With this theme of light, I am reminded of Psalm 27. The psalm begins:
The LORD is my light and my salvation;
whom shall I fear?
The LORD is the stronghold of my life;
of whom shall I be afraid?

Perhaps it is good for us to ask this same question as we enter a new year and make plans and order our days ahead. If God is for us, who can be against us? Moving through the coming days, weeks and months it is helpful to recall that God is our stronghold whose presence and promise speak over our lives.

Later in the psalm, we read the following:
One thing I asked of the LORD;
this I seek:
to live in the house of the LORD
all the days of my life,
to behold the beauty of the LORD,
and to inquire in his temple. (v.4)

Our theology tells us that we are most likely to find God where God promises to be, with promise being the operative word. Where do God’s promises of presence come to us? In Word (promise of forgiveness and life) and sacrament (where Christ promises to be) we are where God is found, in the communication of the Gospel, that God is Emmanuel, with us always, and that God’s promises never abandon us. As the body of Christ, we manifest this Word in our loving action for the sake of the world.

Also, in the psalm we read:
Teach me your way, O LORD, and lead me on a level path (v. 11a)
And later we read:
I believe that I shall see the goodness of the LORD in the land of the living. Wait for the LORD; be strong, and let your heart take courage; wait for the LORD! (vs 13-14)

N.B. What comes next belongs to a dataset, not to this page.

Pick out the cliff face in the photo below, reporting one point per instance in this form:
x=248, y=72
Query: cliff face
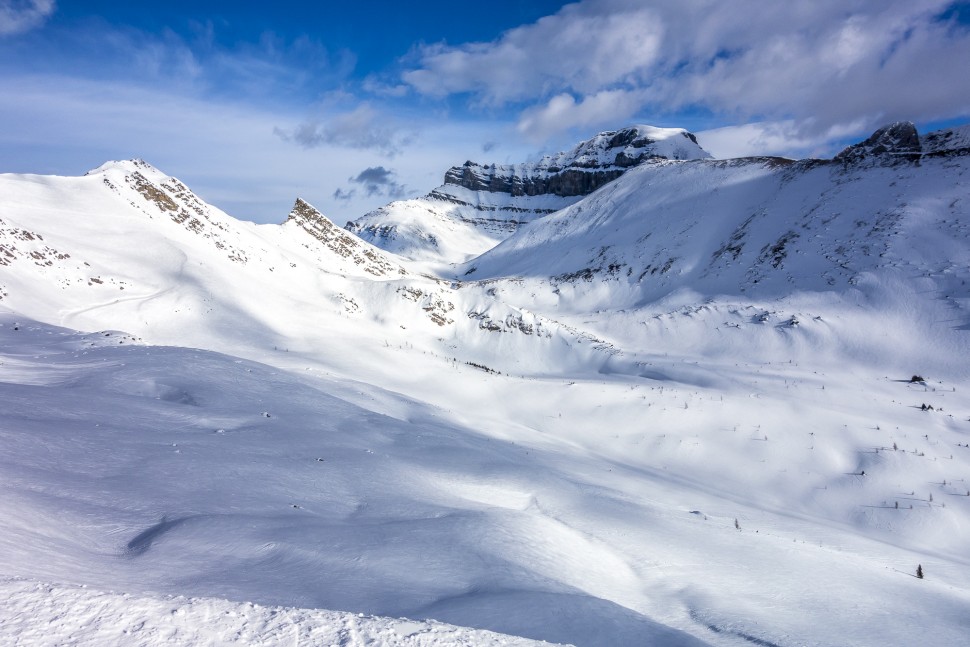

In the God who is revealed through incarnation, who brings light into our lives even in the midst of darkness, and who shows ultimate and unending love to the world in cross and empty tomb we are given the path to follow… loving service. Knowing God’s love is our strength, giving us the courage to enter boldly into life, where we become instruments of God’s amazing love unleashed for the world. My wish is for a happy 2025 for each of you, with enough ways in which God’s love touches you and in which you are able to share God’s love with others so that you will know that our God walks with you every step of the way.